There is the occasional dog walker.
And yesterday, a lone woman, hobbling between orange road cones with a walking stick, decorating each one with flowers for the anniversary. It was hard not to think that her limp may have been connected to her own personal earthquake experience.


And I met a fruit forager or two.
I snared a handful of rosy apples for myself in fact.
It's hard to see fruit trees laden with peaches, plums, pears and apples in various stages of ripeness and not think about the people who would normally be watching their fruit in their own back garden, waiting to pick them fresh.

Fruit foraging has become a bit of a thing in the Christchurch Red Zones actually.
Charlie Gates at The Press has written about it. He sent me a link.





In my last blog here, I talked about moving on - beyond the earthquakes.
I think many people in Christchurch felt they were finally at 'saturation point' and that it was time to think about the bigger, brighter future (where that was possible).
I think we all thought the worst of the earthquakes were over.

Then last Sunday happened - February 14.
A 5.9-magnitude quake that frightened many of us much more than we would ever have anticipated.
We've had dozens of after-shocks in the week since.
And it's (almost) like revisiting 2010, 2011, 2012 and 2013 all over again - those days when every day was peppered with multiple after-shocks.




I sat on my sofa that night, my heart racing and I contemplated the unthinkable - another big earthquake that would undo all the house repairs that I had waited four-and-a-half-years for.
I thought then, that if that happened, I would walk away from Christchurch.
I felt certain I couldn't go through all that again - and I spoke to several people to all said the same thing - that another quake would be IT - the signal that it was time to leave.

But would we?
We've stayed through the mayhem of the major quakes, the enormous damage and loss of life they caused.
We've stayed through the incredible frustrations of trying to get our voices heard by EQC and insurance companies - and we've stayed through the disruption of moving out of our houses so they can be repaired.
Then we've done battle all over again - are still, in many cases - as we try to get faulty repairs attended to. 

But despite all that, perhaps our ties to place are more complex than we imagine.
For some, the decision will always be clear cut.
For others, it will be far less straightforward.
And for many more, since the earthquakes, there simply is no choice.




I thought about all that again yesterday, as I walked through these silent, bruised places where tortured roads have disintegrated into potholed tracks, where footpaths stop suddenly as if they've run out of breath, where rogue garden plants - roses, agapathus, red hot pokers, honeysuckles - still flower without an audience.

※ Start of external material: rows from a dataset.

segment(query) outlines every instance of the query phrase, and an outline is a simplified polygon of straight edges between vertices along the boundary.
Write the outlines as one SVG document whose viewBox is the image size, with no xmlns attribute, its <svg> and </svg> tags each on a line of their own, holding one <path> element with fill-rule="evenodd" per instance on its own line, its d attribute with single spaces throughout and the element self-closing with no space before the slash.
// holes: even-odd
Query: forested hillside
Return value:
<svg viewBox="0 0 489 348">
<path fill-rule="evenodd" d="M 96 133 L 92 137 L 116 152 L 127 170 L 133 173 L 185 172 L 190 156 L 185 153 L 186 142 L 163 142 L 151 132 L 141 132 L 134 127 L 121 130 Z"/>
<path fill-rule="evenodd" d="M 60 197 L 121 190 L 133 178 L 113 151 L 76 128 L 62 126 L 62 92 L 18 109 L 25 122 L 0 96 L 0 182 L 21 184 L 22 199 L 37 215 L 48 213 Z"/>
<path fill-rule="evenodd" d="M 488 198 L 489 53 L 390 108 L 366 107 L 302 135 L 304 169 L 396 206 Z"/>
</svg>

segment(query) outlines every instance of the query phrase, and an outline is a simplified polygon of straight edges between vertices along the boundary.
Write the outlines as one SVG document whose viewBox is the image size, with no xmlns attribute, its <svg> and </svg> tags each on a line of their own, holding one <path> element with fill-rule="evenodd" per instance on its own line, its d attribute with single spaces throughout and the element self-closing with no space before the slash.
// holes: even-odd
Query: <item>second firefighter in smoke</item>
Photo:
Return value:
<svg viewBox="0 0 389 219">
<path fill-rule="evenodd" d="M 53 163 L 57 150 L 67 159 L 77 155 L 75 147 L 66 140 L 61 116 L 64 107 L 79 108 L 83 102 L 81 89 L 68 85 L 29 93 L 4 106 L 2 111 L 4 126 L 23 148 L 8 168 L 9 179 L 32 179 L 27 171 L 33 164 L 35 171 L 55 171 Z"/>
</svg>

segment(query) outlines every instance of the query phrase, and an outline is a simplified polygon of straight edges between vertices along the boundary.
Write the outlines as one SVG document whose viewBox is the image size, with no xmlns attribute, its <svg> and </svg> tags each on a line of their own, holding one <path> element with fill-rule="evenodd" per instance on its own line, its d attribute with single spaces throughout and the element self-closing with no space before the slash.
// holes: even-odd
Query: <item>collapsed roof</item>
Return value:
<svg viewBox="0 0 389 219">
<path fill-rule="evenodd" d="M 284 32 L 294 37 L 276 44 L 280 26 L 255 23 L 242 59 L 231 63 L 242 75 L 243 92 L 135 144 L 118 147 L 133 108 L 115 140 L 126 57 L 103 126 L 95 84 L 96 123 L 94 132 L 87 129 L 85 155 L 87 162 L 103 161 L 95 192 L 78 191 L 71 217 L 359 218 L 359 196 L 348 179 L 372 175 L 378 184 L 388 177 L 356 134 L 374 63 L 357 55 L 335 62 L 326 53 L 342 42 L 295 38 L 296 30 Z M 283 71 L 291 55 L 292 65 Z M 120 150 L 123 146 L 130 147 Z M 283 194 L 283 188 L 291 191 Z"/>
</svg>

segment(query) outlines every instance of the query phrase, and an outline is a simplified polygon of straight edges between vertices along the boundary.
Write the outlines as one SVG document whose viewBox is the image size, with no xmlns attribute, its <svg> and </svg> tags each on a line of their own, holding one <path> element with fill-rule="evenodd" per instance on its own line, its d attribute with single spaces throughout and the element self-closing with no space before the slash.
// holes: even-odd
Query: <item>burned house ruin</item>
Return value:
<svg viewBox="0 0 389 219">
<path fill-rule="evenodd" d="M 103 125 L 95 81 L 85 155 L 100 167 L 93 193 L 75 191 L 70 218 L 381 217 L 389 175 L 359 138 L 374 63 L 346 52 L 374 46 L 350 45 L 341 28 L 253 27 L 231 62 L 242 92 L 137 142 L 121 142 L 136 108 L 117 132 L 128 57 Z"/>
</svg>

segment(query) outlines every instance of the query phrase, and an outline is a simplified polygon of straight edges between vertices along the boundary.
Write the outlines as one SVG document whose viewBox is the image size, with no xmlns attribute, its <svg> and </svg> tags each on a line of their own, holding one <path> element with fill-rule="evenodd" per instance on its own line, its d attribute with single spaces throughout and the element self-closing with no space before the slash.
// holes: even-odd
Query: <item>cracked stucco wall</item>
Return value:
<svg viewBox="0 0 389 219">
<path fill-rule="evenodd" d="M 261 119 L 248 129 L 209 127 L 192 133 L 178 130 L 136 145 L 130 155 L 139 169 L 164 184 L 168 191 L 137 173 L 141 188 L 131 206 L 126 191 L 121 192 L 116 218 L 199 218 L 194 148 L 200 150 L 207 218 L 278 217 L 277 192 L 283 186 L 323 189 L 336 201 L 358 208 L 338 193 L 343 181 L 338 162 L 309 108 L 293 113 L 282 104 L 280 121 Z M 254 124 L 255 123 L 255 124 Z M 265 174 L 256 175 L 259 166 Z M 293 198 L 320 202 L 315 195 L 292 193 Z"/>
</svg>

I imagined I heard voices on the wind.
It was probably just a waft of music from some still-liveable house a few streets away but when you stand in these damaged places, it's not hard to imagine the intangible.
I wouldn't want to be there at night.



I'll go back to work tomorrow and apart form our planned office commemoration of the event with a spell of thoughtful silence, I will probably be so busy, that I will forget these photographs.
(For a time).
As I scroll back through them now, I could almost image them as a series of photographs of deserted back-country roads.
But these are not back-country roads.
This is Christchurch.
These are the photographs of the remnants of the city's eastern suburbs.
These are the remnants of people's lives.